TeXnical Writing Part 4: Math

TeXnical Writing Part 4: Math


March 26, 2021


BellSoft Blog Disclaimer

Welcome back! In the previous part of this series we developed a plain Markdown editor and preview panel; in this part we’re going to focus on rendering equations and formulas in our application based on Liberica JDK.

Before we jump in, let’s review a brief history of mathematical typesetting followed by some important terminology that we’ll encounter later on in this article.

Introduction

Before computer-based typesetting, much of mathematics was put to page by hand. Professional typesetters, who were often expensive and usually not mathematicians, would inadvertently introduce typographic errors into equations. Phototypesetting technology improved upon hand-typesetting, but well-known computer scientist Donald Knuth—whose third volume of The Art of Computer Programming was phototypeset in 1976—expressed dissatisfaction with its typographic quality. He set himself two goals: let anyone create high-quality books without much effort and provide software that typesets consistently on all capable computers. Two years later, he released a typesetting system and a font description language: TeX and METAFONT, respectively.

In TeX, a control sequence is a backslash followed by some text; TeX defines about 900 control sequences. Example control sequences are: \frac, \", \hskip, and \input. These control sequences are further categorized into control words, control symbols, primitives, registers, macros, and more.

A macro, short for macro instruction, is a control sequence that invokes one or more control sequences to perform a task. TeX is powered by a sophisticated macro language that forms the foundation for larger TeX engines—such as LuaTeX, pdfTeX, and XeTeX—as well as for document formats like ConTeXt and LaTeX.

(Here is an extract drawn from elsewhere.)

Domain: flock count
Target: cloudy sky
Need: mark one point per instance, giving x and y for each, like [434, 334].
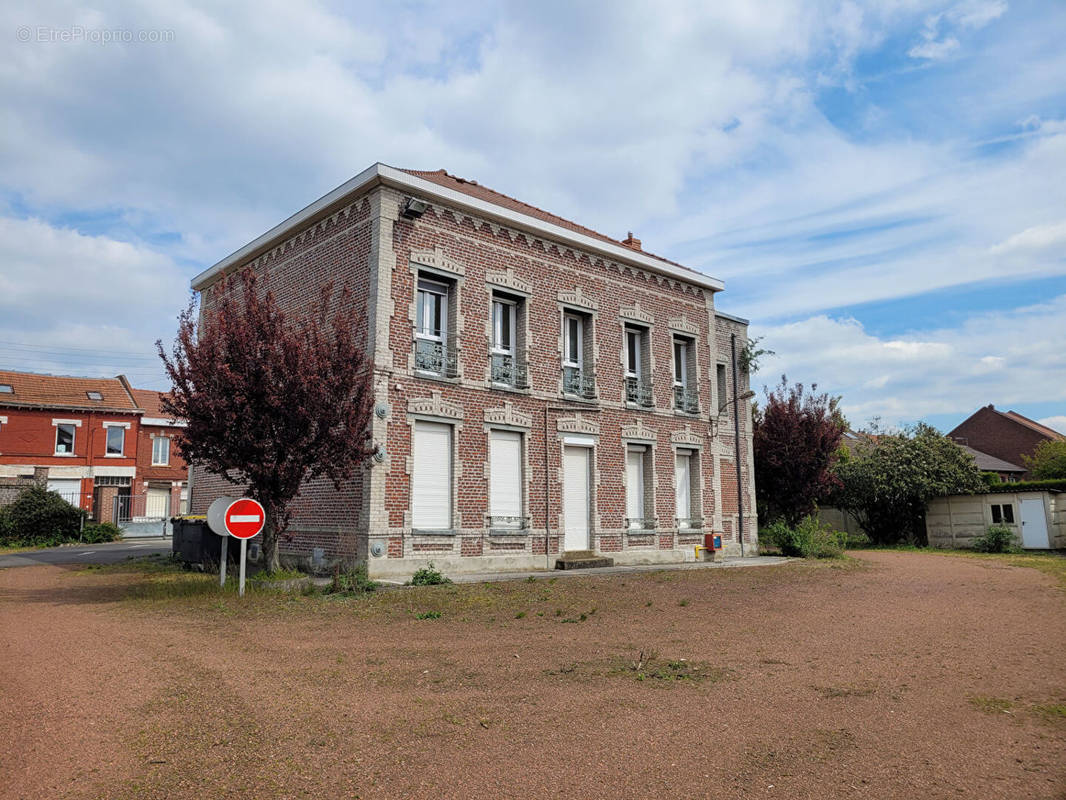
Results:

We’ve seen how structured plain text formats—AsciiDoc, Markdown, and similar—separate content from presentation. In practice, documents written in LaTeX typically inextricably intertwine prose with formatting; ConTeXt makes keeping the two separate much easier.

In this spirit, we’re going to integrate a subset of TeX control sequences that are not tied to a specific format (e.g., ConTeXt or LaTeX), to keep open the possibility of using any engine to typeset and stylize a document written in a structured plain text format. We only need a subset because displaying a simple equation covers the most common use case; integrating a complete TeX typesetting engine is well outside of our project’s scope.

Java TeX Engines

Having opted to develop a Java-based Markdown editor with JavaFX, using a free, open-source, pure Java solution to convert TeX macro equations into SVG images will simplify application development and distribution. At first blush, there are a number of candidate implementations. Let’s take a closer look at the high-level technical details of each to assess their suitability for inclusion.

New Typesetting System

The New Typesetting System (NTS) is a rewrite of TeX intended to be functionally compatible while offering a modular framework for experimentation and extensions. This implementation would have to be modified to export equations in a vector format. NTS produces page-oriented output for DeVice Independent (DVI) files, so we’d need a second pass to convert from DVI to SVG. Even though libraries exist for such a task, a single pass is preferred because we’d like to render thousands of equations in real time—two passes may be too slow, architecturally.

εχTeX

εχTeX is an incredible implementation that builds upon the experiences of developers involved with NTS. When asked about SVG output, the project maintainer suggested creating a new back-end:

Maybe [start with] the rudimentary [PostScript] back-end. […] I assume that the level of abstraction is too low for a clean and readable SVG. Thus I would define or redefine TeX/LaTeX/ConTeXt macros — something along the lines of the Unit modules. Instead of passing control too [deeply] into the (unfinished) typesetter, I would generate the output earlier. Or write a new typesetter…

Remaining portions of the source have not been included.